P&G avoided having to fork over a king's ransom for its domains by registering everything it could think of in 1995, long before most cyber-squatters made their claims. The company pays about $70,000 a year to maintain about 2,000 names it has registered with NetworkSolutions Inc., the company that keeps the master list of domain monikers.
For P&G, which pulls in close to $40 billion in revenue a year, this is small change. But that didn't stop the sharp minds in P&G's global licensing group from re-evaluating their strategy on Internet domains.
"In 1995, we went out and registered everything we thought would be potentially useful to us as a company," Roberts said. "We have a large beauty-care business, so we purchased beautiful.com. Since then our strategy has been to use specific brand names for online marketing, like CoverGirl.com. Things that are more generic, like beautiful.com, we've chosen not to use. But clearly, a domain like beautiful.com is valuable, and we have chosen to extract that value through this program."
The program involved putting 100 generic domains on the market, including www.flu.com, which was advertised for $1.4 million before it was sold last week to a pharmaceutical company whose name P&G did not disclose. If all P&G domains sell for the asking price, the company will ring up about $10.8 million, Roberts said.

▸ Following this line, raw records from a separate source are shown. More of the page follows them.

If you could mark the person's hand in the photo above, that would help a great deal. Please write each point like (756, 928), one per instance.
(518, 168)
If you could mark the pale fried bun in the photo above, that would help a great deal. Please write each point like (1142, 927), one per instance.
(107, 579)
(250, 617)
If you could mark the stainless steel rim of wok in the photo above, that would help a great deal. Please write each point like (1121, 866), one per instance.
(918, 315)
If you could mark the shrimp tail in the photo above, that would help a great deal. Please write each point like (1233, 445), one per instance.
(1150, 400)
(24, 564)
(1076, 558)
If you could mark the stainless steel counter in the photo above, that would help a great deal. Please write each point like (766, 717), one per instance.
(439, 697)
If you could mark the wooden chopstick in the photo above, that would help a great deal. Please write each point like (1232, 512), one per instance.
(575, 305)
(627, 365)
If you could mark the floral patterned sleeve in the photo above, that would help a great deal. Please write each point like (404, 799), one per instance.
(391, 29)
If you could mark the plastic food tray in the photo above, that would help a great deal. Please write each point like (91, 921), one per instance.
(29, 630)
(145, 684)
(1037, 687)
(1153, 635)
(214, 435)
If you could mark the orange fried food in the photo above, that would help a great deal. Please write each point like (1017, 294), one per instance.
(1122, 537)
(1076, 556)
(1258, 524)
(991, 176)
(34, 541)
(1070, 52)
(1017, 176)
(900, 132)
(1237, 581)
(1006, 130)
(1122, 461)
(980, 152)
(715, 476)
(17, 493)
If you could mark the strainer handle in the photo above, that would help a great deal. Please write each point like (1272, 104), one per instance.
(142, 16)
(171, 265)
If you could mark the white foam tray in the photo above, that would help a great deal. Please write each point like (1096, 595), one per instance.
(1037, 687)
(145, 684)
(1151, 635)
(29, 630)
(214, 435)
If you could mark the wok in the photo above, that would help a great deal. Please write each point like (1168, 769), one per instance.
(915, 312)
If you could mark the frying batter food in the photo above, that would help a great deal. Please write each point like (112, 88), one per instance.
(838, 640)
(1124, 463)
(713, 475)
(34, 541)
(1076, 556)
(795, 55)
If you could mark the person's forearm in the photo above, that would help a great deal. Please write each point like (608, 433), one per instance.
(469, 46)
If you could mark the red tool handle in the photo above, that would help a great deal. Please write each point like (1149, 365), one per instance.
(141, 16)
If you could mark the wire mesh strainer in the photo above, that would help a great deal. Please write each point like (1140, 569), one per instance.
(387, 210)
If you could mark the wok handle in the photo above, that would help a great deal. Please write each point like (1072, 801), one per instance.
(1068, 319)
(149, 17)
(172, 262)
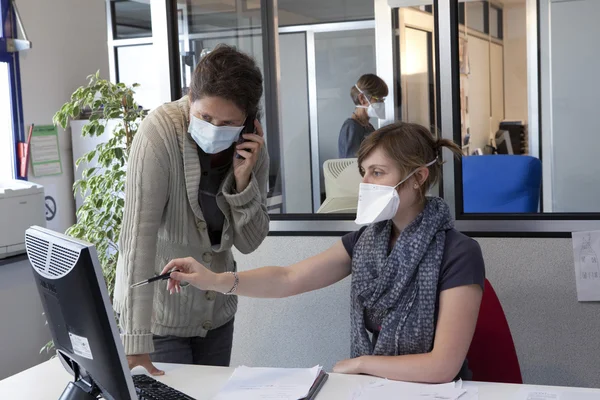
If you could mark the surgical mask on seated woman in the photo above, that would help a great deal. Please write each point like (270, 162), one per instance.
(378, 203)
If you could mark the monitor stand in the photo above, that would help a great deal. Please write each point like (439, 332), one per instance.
(78, 390)
(81, 388)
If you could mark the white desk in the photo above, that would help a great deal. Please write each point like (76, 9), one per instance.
(47, 381)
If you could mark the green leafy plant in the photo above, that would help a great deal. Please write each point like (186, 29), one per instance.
(105, 105)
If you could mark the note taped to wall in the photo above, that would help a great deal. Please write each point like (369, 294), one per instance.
(45, 153)
(586, 250)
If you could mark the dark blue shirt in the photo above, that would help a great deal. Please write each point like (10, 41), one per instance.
(352, 135)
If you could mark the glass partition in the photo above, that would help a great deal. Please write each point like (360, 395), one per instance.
(501, 78)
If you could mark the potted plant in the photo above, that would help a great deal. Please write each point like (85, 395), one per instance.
(107, 107)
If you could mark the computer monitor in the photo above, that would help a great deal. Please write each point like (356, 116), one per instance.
(83, 325)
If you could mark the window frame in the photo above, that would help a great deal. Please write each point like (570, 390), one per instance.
(12, 59)
(446, 16)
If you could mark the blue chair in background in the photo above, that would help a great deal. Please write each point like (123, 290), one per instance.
(501, 184)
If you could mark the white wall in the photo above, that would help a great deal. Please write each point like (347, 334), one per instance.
(515, 62)
(556, 337)
(69, 43)
(574, 86)
(479, 92)
(295, 119)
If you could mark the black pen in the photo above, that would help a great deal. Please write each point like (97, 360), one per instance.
(153, 279)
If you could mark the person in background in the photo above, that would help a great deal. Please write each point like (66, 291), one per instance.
(416, 282)
(368, 95)
(196, 185)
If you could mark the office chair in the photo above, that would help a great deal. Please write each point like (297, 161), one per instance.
(501, 184)
(342, 181)
(492, 356)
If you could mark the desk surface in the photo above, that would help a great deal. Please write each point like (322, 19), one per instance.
(47, 381)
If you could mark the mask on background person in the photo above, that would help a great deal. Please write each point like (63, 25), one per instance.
(213, 139)
(374, 110)
(378, 203)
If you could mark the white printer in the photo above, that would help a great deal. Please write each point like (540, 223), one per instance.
(21, 206)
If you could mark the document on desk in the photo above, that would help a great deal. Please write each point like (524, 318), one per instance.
(382, 389)
(532, 394)
(269, 383)
(543, 394)
(586, 249)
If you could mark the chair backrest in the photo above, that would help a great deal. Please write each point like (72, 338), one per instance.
(501, 184)
(492, 356)
(342, 178)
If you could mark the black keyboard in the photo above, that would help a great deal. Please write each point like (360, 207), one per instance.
(148, 388)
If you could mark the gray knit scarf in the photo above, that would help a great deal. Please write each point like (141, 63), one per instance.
(399, 289)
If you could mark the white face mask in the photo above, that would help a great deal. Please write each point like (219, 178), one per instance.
(374, 110)
(378, 203)
(213, 139)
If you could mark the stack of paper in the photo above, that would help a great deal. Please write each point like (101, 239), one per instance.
(269, 383)
(384, 389)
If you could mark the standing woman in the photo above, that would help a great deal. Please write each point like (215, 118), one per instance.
(368, 95)
(196, 186)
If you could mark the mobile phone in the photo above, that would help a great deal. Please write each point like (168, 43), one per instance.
(248, 128)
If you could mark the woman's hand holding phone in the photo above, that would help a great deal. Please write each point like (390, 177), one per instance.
(246, 155)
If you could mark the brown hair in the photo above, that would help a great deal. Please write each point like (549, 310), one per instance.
(371, 85)
(410, 146)
(228, 73)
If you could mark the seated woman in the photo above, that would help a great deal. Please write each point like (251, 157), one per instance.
(416, 282)
(368, 95)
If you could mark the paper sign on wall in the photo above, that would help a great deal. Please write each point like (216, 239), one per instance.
(45, 153)
(586, 250)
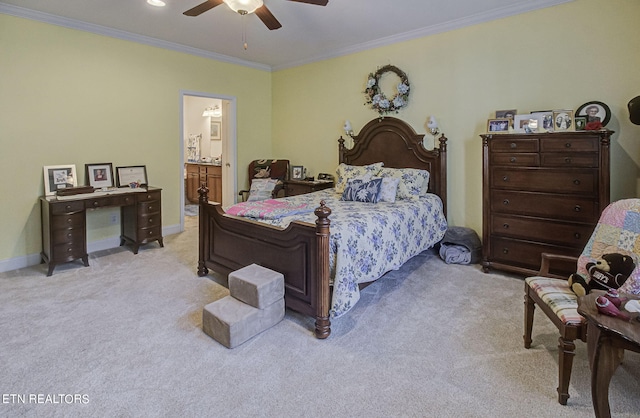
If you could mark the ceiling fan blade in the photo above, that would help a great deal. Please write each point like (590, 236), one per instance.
(202, 7)
(316, 2)
(267, 18)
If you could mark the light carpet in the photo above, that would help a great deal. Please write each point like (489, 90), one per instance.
(428, 340)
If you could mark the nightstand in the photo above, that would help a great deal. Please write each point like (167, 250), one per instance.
(296, 187)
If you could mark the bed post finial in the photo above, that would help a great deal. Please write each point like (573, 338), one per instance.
(323, 296)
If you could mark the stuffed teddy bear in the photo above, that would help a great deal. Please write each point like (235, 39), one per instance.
(608, 272)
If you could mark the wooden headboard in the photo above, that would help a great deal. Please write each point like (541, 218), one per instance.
(395, 143)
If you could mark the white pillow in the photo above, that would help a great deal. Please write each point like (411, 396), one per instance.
(261, 189)
(349, 172)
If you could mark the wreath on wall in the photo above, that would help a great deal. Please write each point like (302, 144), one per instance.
(378, 100)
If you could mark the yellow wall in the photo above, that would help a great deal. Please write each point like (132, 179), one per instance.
(72, 97)
(555, 58)
(68, 96)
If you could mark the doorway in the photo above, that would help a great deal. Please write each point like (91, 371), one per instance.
(208, 140)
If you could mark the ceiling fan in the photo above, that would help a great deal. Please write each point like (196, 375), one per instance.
(248, 6)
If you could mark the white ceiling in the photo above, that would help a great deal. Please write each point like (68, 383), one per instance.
(309, 33)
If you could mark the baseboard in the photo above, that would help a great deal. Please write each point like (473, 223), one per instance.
(24, 261)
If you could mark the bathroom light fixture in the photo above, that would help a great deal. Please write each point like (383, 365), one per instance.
(157, 3)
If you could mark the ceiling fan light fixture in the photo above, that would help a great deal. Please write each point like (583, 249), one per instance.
(244, 6)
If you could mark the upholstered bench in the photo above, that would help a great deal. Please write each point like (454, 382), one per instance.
(255, 304)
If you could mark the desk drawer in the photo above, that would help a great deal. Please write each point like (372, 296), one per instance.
(59, 208)
(580, 181)
(543, 230)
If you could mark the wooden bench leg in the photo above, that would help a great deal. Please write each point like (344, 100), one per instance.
(566, 352)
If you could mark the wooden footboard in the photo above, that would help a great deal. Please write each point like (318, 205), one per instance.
(300, 252)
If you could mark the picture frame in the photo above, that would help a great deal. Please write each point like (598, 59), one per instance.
(588, 110)
(563, 120)
(526, 123)
(215, 130)
(297, 172)
(502, 114)
(98, 175)
(132, 176)
(545, 120)
(499, 125)
(58, 177)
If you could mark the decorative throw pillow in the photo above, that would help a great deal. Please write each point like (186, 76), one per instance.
(361, 191)
(349, 172)
(388, 189)
(413, 181)
(261, 189)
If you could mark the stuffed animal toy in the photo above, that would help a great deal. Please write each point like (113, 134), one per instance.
(608, 272)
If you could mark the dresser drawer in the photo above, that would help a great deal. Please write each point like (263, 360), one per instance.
(514, 145)
(560, 206)
(570, 144)
(540, 229)
(570, 160)
(515, 159)
(579, 181)
(146, 208)
(526, 254)
(67, 207)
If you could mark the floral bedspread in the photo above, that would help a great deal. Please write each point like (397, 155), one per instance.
(367, 239)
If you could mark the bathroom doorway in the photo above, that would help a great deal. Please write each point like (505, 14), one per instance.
(207, 144)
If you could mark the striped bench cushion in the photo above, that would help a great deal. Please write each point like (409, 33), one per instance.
(558, 295)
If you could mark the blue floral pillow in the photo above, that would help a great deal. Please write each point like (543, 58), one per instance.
(362, 191)
(349, 172)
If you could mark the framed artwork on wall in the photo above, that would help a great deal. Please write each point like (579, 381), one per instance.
(57, 177)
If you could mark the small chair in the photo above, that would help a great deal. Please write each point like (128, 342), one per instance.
(617, 231)
(267, 169)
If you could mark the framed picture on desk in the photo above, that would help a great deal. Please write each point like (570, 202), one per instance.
(58, 177)
(99, 175)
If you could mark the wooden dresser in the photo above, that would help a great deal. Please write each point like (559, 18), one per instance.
(541, 193)
(209, 174)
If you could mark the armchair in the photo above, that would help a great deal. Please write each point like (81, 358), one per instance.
(617, 231)
(277, 170)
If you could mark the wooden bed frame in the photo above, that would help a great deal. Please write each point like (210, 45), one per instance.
(301, 251)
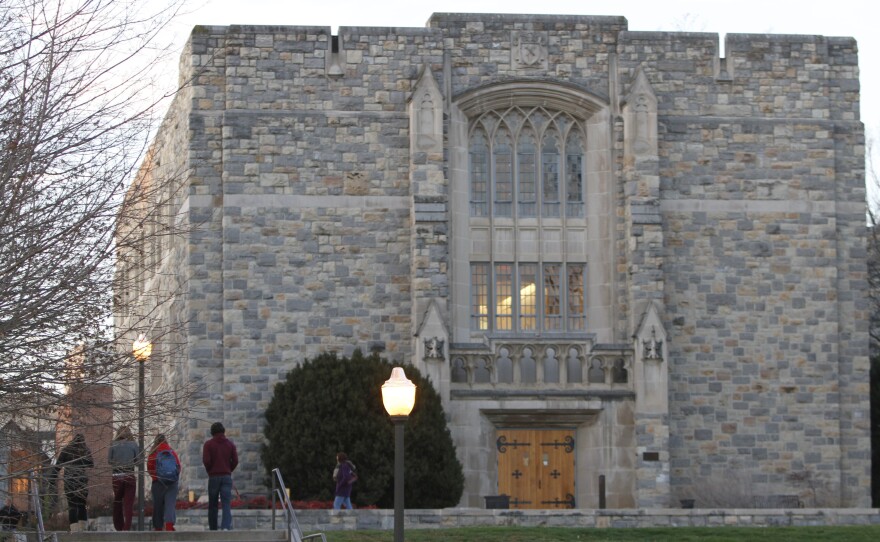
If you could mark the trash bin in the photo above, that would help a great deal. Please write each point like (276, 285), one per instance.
(497, 502)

Had P&G put the domain names on the market a year ago, it could have sold them much faster and fetched 35 percent more, according to Stewart Reynolds, chief executive of EchoArts, an independent appraiser of domain names based in Toronto.
Another problem, Radcliffe notes, is a radical shift away from generic domains to brand names.
"People are beginning to understand that generic domains are not valuable," Radcliffe said. "You can't build up brand value in them ... They want something they can trademark and protect."